Eine wunderbare kleine Geschichte (die leider nirgends auf der Brake Force One-Homepage zu finden ist), aber nicht der wesentliche Grund, warum wir die sehr kostspieligen Bremsen (ab zirka 900 Euro) in unsere Wahlmöglichkeiten aufgenommen haben. Denn kein Mensch braucht eine solche Bremse, auch wenn die BFO-Bremse mit ein paar einmaligen Eigenschaften glänzt.

So der brachiale Biss bei geringsten Handkräften (sicher kein Nachteil bei hohem Systemgewicht), das weite, komplette Zurückfahren der Bremsbeläge (praktisch keine Schleifgeräusche) und das unempfindliche Niederdrucksystem (ähnlich einfach zu befüllen und entlüften wie eine Magura-Felgenbremse), mit all seinen bunten Gestaltungsmöglichkeiten hinsichtlich der Bremsleitungen (z.B. transparente Bremsleitung und orangefarbene Füllung).

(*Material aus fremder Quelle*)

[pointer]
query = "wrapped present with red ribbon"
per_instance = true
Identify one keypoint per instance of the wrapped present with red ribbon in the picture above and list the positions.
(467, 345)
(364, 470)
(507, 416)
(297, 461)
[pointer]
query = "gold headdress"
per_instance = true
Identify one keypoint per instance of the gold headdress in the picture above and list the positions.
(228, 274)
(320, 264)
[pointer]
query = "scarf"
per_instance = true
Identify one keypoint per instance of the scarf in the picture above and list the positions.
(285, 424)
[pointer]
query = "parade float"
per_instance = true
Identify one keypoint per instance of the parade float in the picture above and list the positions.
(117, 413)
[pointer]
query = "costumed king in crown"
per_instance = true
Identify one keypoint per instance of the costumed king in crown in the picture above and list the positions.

Wir sehen in den BFO-Bremsen mehr eine Verfeinerung und Individualisierung auf allerhöchstem Niveau. Also die Möglichkeit für pekuniär unempfindliche Fahrradnerds und Liebhaber lokaler Premiumprodukte sich zu verwirklichen ;-)

III. Sein Ding machen

Ein Lebenstraum zum Nachlesen und natürlich Nachmachen. Von Isabel Ritz und Uwe Ellger gibt es nun den zweiten Band ihrer großen Asienreise.

»Tibet, den Mekong und Südostasien erfahren«. 13.000 Kilometer von Xining, der Hauptstadt von Qinghai, Osttibet, China bis nach Singapur. Das Buch hat 272 Seiten, knapp 700 Fotos und kostet 19,95 Euro. Bestellen kann man es entweder direkt oder bei Amazon.

Kommentare

  1. K. Ritikaster am 2. Januar 2015:

    »Die faulen Tage sind vorbei, jetzt wird wieder was g’schafft«

    Mmh, muss das nicht schwäbisch korrekt »ebbes g’schafft« heißen?

  2. Stefan Stiener von Velotraum am 2. Januar 2015:

    @K.Ritikaster,
    stimmt natürlich. Da merkt man halt, dass ich ein inzwischen weich gespülter Stäffelesrutscher sowie Unternehmer bin und letzterer wohl unbewusst Zustände/Begriffe wie Ebbe meidet ;-)

  3. Stefan m. am 3. Januar 2015:

    Hallo
    Optisch sehr hübsch, allerdings frage ich mich, ob man noch brachialere bremskeistung im Vergleich zur MT4 noch sinnvoll nutzen kann. Den Optimierungspunkt bei scheibenbremsen sehe ich hauptsächlich die Verdreckung und Verschleiß bei Regenfahten im Alltagsbetrieb. Hinterrad bleibt mit Ortliebs und SKS Bl. Recht sauber. Am Vorderrad kriegt die Scheibenbremse eine Dauerdusche ( Wasser spritzt nach vorne und wird bei 30 km/h Fahrtwind wieder zurück getrieben ).